Mas a compreensão crescente da humanidade sobre tudo o que podemos perder, disse Westwood, também nos oferece uma oportunidade de mudar de rumo. Podemos conservar organismos raros e proteger ecossistemas frágeis. Podemos inverter a desflorestação e parar de queimar os combustíveis fósseis que provocam o aquecimento do planeta.
“Se conseguirmos ver isto acontecer diante dos nossos próprios olhos”, disse ela, “então sabemos que temos as ferramentas e conhecimentos para evitar outra extinção”.
A investigadora fala numa expedição que ajudou a dirigir esta Primavera, que redescobriu uma árvore que os cientistas tinham acreditado estar extinta.
O aumento da temperatura e a diminuição da água ao longo do século passado tinham matado todos os exemplares conhecidos de Quercus tardifolia, um carvalho conhecido pelas suas folhas sempre verdes e felpudas. Mas Westwood e outros cientistas alimentaram a esperança de que a espécie ainda se agarrasse à existência em algum lugar.
Após semanas de caminhadas pelos desfiladeiros do Parque Nacional de Big Bend, no Texas, tropeçaram numa única árvore de tardifolia – queimada pelo fogo e devastada por doenças fúngicas, mas inegavelmente, milagrosamente, viva.

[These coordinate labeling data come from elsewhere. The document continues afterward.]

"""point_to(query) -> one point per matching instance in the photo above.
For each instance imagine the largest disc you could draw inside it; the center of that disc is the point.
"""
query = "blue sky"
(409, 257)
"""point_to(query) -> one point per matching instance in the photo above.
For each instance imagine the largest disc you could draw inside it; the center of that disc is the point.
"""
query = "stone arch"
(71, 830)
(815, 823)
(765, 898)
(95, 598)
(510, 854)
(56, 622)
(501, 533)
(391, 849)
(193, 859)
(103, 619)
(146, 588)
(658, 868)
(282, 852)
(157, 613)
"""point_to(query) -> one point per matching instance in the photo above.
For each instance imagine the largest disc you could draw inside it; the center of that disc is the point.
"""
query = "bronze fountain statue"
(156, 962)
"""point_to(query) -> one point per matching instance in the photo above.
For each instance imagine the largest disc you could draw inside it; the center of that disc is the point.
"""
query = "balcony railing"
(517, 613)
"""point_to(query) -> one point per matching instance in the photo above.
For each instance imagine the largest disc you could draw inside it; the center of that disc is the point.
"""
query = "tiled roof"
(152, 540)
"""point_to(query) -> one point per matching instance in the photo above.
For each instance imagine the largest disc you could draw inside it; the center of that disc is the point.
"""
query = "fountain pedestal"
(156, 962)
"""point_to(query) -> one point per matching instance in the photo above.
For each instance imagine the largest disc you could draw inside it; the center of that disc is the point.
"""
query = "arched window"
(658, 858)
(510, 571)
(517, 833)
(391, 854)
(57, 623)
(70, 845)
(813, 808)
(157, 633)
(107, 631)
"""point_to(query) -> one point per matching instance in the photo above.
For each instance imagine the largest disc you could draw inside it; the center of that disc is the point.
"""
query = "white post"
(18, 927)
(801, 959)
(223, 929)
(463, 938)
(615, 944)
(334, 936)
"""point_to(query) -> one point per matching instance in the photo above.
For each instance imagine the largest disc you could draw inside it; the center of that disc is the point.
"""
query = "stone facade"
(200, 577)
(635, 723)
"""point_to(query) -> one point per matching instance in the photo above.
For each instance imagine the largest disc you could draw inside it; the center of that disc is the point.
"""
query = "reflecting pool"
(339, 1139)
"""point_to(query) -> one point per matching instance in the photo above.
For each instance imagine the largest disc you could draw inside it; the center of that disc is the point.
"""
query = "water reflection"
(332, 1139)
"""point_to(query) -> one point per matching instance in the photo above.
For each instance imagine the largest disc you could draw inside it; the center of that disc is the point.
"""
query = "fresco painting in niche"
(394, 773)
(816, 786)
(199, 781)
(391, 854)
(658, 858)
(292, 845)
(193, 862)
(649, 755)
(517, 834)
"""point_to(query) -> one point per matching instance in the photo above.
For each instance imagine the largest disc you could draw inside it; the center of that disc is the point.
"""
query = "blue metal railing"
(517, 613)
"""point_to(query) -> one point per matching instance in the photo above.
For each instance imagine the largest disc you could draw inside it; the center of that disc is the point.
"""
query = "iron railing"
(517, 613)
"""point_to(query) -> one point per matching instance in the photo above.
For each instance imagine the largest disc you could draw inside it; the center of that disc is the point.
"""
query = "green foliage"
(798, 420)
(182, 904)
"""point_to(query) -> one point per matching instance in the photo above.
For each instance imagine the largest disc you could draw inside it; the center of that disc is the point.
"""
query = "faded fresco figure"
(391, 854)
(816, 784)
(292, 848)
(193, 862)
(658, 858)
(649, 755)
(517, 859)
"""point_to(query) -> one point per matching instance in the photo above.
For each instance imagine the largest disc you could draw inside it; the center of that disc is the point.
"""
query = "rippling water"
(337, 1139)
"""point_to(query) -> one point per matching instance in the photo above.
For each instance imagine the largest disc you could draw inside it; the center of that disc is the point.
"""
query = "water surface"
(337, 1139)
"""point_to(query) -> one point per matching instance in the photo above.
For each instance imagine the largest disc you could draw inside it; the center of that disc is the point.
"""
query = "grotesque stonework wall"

Os investigadores planeiam recolher bolotas e estacas da árvore que podem ser utilizadas para o crescimento da espécie em jardins botânicos e arboretos.
“Temos uma segunda oportunidade de evitar a extinção de uma espécie”, disse Wes Knapp, o botânico-chefe da associação de conservação sem fins lucrativos NatureServe e outro membro da expedição. “É realmente raro ter uma segunda oportunidade na natureza. Significa que podemos avançar. Podemos agir. É isso que temos de fazer agora.”
Millar e Bentz planeiam regressar ao Vale da Morte em Agosto para avaliar mais minuciosamente o estado dos pinheiros-da-califórnia do parque e depois desenvolver estratégias para preservar as árvores que restam. Estão a desenvolver repelentes químicos com base nas defesas naturais das árvores para proteger “árvores de alto valor”, tais como Matusalém. E estão a vigiar todas as povoações destes pinheiros do país, procurando as variações genéticas que possam ajudar a espécie a sobreviver.
Entre os desafios enfrentados tanto pelas árvores como pela humanidade, disse Millar, os pinheiros-da-califórnia oferecem lições de como se aguentar. A sua tenacidade é um antídoto para o desespero. A sua diversidade genética é um baluarte, uma vez que enfrentam o desconhecido.
“Do ponto de vista humano, penso que isso se traduz em inovação e resiliência”, disse Millar.
Viver como um pinheiro-da-califórnia é nunca perder a esperança.